Будучи привнесённой в язык, категория нормы, как будто бы извечная, уже мешает языку преодолеть раскол на книжную и некнижную разновидности, чтобы соответствовать хотя бы роли дисплейных текстов, вообще текстов звучащих и свободно в звуке фиксируемых. Укрепляя единство языка, категория нормы в то же время препятствует объединению целевых разнотипных ситуаций общения, учитывая его интенсивность, многообразие содержания и разные способы фиксации текстов.
Особо пагубного нет, если это исходит от общепризнанного авторитета, от личности великого проникновенного таланта. Так, А.С. Пушкин синтезировал западничество (по Карамзину) и рациональное зерно славянофильства («Шишков, прости…»), изложив свои теоретические взгляды в статьях и заметках, но – главное – подтвердив их блестящими, захватившими ум и чувства современников и потомков стихотворными и прозаическими текстами. Эти образцы влиятельнее любого научно выверенного справочника кодифицировали гениально уловленный Пушкиным глубинный вектор языковой нормализации на рубеже XVIII–XIX веков, причём так, что его синхронность простёрлась до наших дней, возвысив поэта до великого звания – Творец нашего современного русского языка.
Мнение и практика поэтов и писателей восприняты у нас как источники подражания. Да и повсюду фактор престижа персонажей, как заметила ещё новая филология, заметно воздействует на употребление, на восприятие правильности языковых фактов. Но всё же опора на нормализацию, проходящую в мало подконтрольных учёному разуму играх людей и языка, – дело не самое надёжное.

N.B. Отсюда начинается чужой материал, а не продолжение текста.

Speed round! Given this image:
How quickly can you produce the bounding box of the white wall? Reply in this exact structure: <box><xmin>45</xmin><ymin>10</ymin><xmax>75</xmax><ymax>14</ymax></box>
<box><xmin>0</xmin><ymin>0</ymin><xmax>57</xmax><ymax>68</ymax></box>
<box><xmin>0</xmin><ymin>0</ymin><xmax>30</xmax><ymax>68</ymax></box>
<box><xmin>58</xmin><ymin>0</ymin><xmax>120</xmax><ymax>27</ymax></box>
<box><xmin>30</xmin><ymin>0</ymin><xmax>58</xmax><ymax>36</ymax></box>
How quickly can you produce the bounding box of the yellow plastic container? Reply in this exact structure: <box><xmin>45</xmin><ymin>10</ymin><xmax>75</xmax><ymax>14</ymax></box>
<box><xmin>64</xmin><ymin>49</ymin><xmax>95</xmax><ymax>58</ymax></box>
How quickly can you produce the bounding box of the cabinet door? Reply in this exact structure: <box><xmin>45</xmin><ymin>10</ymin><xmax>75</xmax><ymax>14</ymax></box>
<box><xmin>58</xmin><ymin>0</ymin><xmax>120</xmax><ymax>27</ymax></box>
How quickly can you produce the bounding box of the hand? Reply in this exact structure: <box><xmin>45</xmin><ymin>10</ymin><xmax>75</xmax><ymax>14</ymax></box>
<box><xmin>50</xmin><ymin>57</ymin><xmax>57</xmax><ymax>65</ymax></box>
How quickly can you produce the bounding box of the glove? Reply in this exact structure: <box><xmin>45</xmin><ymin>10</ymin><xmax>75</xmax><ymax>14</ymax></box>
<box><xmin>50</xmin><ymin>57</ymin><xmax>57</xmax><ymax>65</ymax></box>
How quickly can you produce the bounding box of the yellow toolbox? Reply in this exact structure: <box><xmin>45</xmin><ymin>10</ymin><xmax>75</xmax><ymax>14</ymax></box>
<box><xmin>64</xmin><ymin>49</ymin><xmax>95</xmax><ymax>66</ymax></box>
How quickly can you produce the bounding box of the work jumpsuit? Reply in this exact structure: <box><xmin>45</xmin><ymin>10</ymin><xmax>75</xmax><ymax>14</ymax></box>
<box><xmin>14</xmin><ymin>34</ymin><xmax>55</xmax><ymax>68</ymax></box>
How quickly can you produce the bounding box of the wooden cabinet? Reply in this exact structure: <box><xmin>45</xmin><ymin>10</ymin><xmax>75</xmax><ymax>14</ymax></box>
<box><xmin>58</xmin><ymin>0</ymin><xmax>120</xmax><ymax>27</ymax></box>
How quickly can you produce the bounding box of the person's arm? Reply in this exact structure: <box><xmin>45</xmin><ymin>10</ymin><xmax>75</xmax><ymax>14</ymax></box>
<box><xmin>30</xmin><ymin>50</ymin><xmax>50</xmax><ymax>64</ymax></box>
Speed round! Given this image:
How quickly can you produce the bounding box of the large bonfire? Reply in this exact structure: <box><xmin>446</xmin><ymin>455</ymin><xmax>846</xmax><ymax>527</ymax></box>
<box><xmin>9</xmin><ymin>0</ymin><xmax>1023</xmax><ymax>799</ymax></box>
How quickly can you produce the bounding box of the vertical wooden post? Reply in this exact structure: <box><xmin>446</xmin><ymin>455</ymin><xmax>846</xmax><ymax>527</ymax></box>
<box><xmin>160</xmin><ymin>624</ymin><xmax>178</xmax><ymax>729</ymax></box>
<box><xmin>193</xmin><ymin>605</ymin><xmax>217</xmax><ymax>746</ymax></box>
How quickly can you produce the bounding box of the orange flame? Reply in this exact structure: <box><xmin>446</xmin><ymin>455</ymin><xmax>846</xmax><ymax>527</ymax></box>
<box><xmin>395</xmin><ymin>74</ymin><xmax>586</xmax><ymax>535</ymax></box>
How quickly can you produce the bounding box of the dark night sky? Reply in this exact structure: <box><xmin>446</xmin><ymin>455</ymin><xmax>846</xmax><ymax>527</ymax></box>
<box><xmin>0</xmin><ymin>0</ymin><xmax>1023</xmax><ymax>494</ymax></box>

Нормализация чаще всего аргументируется моментальными снимками правильного состояния языка («а у Тургенева иначе…», «Мандельштам же писал так…»). Пытаясь объединить их в серии, кодификация, как послушная игрушка, усредняет эти кадры-примеры в длительный, если не вечный, крайне вкусовой портрет образованного языка. Вечно текущий процесс, начавшийся с осмысления правильности как обязательного свойства единого языка, объединяющего этнос, превращается в субъективную субстанцию. Она и кодификацию обрекает стать условной фотографией, удостоверяющей нечто заявленное в названии нации, языка и государства. Причём и тут нередки случайности: страна называется Латвией, её язык – латышским, этнические жители – латышами, а по гражданству вместе с иными жителями – латвийцами. Если вспомнить споры вокруг слов российский и русский, синонимизировавшихся ещё и с советский, то можно лишь завидовать тем, чей язык этих различий не ведает.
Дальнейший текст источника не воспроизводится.